Thursday, May 24, 2018

by the book


Back before the NYT destroyed, or blandified, its Book section, it used to have a regular feature called By The Book. This consisted of questions like: What books are currently on your night stand? Who is your favorite novelist of all time? And your favorite novelist writing today? Do you have a favorite genre? Any literary guilty pleasures?

Etc. These questions form a sort of program: the writer – the novelist – is part of a profession, and spends his or her time reading and judging texts, which are also part of the profession. Even social time is professionalized: “You’re hosting a literary dinner party. Which three writers are invited?”
The limits of this set of questions imply an image of what the writer – and here, I am mostly talking about the writer of fiction, or poems, or essays, or memoirs – does as a laborer. The NYT is traditionally for management, so the questions are never about the means of production, as in, what do publishing  houses do correctly or not, what do you think about your book’s publicity, etc. Nor about the interaction between reader and writer.

Nor, going a bit further, is the writer contextualized in a broader culture. For instance, I don’t think I’ve ever read anybody ask about oral storytellers.

I consider this a bit odd. I know that myself, I used to like to go into Panera in Santa Monica, get a coffee, and listen to the old codgers bitch and brag to each other, sounds which fed into certain parts of my novel. But more than that, I am sure the stories I listened to when I was a wee little pea and my parents were giants gave me a total, preliminary sense of narrative possibilities. Not that I am special in this respect – you can hear narrative patterns passed along, generation to generation, from family member to family member. And you can hear characteristics that belong to vocation.
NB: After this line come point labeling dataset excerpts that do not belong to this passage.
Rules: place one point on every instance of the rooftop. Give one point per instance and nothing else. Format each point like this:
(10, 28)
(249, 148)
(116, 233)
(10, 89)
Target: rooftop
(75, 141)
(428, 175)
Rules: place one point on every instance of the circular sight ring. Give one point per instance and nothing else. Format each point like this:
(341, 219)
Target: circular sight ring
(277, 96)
 My pop was an air conditioning man – he did the range of things, from working in a research laboratory (which he hated with all his heart) to repairing or installing hvac systems in businesses and institutions, to selling the machinery. It was the repairing and installing part that formed the heart of stories that usually had the motif: pops vs. idiot. The idiot could be the local repairman, the person running the business or institution, or the backup in the company, but most definitely the adventure of putting in hvac required an idiot to make the story juicy. Not that the stories were always so juicy by Hollywood standards. They often involved descriptions of working in impossible spaces in impossible conditions – small places in steamy hot weather, crawl spaces filled with toads and bugs, etc.
One of the formally interesting things about these stories is that they were sorta diagrammed: that is, repair work requires a pretty clear beginning, middle and ending. You begin with the problem (usually the result of some idiot making unbelievable mistakes installing some unit), you advance towards the solution (usually involving some hazardous or bizarre repair that might require doing certain things no normal man would do, such as dealing with electricity in a flooded, dark basement), and the solution comes about because of your action. Epic, really.
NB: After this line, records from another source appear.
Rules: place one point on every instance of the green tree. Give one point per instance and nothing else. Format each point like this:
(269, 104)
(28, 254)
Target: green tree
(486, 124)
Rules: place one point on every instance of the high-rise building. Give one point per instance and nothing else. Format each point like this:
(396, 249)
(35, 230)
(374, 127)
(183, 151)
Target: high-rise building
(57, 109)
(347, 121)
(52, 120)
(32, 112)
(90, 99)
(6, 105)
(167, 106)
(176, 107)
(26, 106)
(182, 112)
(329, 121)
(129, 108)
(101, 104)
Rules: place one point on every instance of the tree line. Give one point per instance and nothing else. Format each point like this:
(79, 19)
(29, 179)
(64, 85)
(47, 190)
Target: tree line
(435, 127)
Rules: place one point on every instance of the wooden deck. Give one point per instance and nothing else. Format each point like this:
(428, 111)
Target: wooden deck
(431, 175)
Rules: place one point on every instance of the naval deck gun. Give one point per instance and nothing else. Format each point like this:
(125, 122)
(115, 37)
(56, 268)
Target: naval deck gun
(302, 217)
My Dad didn’t do certain things in his stories. For instance, I can’t recall him ever imitating anybody’s voice. I myself love to imitate accents. I like this not so much to mock those accents but to expand my musical range, although of course I know the usual thing about imitating accents is to mock their departure from some pre-supposed norm – everyday racism, innit?
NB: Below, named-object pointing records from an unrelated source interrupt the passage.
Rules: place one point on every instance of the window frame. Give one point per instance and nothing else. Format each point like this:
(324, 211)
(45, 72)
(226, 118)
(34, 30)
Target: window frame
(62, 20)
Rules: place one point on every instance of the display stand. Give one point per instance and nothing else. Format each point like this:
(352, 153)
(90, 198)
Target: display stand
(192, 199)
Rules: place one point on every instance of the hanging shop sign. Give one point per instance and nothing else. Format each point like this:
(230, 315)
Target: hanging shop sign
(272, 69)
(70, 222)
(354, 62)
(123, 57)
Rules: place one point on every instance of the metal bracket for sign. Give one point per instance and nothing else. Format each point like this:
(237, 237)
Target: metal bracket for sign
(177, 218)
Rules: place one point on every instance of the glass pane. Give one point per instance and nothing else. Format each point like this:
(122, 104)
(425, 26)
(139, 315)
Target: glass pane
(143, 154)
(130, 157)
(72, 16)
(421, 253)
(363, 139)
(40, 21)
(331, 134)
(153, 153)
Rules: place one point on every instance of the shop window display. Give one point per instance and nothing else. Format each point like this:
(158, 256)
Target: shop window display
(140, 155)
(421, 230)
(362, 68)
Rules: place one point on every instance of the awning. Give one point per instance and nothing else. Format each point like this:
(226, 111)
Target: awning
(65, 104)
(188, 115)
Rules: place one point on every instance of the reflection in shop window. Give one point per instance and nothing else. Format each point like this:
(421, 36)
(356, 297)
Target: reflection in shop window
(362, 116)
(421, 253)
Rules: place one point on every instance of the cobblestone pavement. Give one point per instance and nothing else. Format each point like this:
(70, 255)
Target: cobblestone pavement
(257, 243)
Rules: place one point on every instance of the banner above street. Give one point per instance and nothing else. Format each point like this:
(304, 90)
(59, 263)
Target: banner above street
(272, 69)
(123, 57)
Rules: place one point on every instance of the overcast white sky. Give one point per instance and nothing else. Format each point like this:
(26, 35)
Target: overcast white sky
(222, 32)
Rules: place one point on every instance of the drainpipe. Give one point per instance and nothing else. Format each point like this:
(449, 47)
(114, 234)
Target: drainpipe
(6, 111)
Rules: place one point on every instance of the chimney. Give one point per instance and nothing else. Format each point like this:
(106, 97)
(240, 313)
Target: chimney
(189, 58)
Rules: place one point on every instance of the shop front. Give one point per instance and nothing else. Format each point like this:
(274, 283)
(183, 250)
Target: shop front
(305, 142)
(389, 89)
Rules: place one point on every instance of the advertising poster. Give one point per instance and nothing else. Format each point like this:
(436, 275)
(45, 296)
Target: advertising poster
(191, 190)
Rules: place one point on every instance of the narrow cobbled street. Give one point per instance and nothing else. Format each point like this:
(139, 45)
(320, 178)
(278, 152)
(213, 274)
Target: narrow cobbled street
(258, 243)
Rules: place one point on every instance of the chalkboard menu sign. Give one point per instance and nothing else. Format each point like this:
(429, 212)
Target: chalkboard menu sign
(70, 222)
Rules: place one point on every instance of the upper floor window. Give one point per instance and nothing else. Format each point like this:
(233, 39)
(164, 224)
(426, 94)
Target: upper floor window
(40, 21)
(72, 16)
My Mother’s stories were more complicated. This is because she worked as a school secretary, which  involved the more sinuous lines and complexities of human behavior, on various scales. There were many less idiots in her adventures, but many kids acting out, teachers having fits, and parents with many woes, which of course they told Mom. If the structure of my Dad’s stories had a classic cast not so distant from the old Writing Program dictate of showing and not telling, my Mom’s were closer to the underground of gossip and rumor, where telling is all and showing is a matter of glimpses and interpretation.
Of course, these are extreme paraphrases of my parent’s styles – but they certainly connect the act of writing to the natural life of language. I do think, like an old Commie, that you have to baptize the book in the stream of life of the people. That doesn’t mean making the book dumber – oh contrah, as they say around here. Ulysses is my notion of a novel that successfully takes its orientation from oral culture and the oldest of bookish traditions. It is ultimately a DIY novel, the best kind.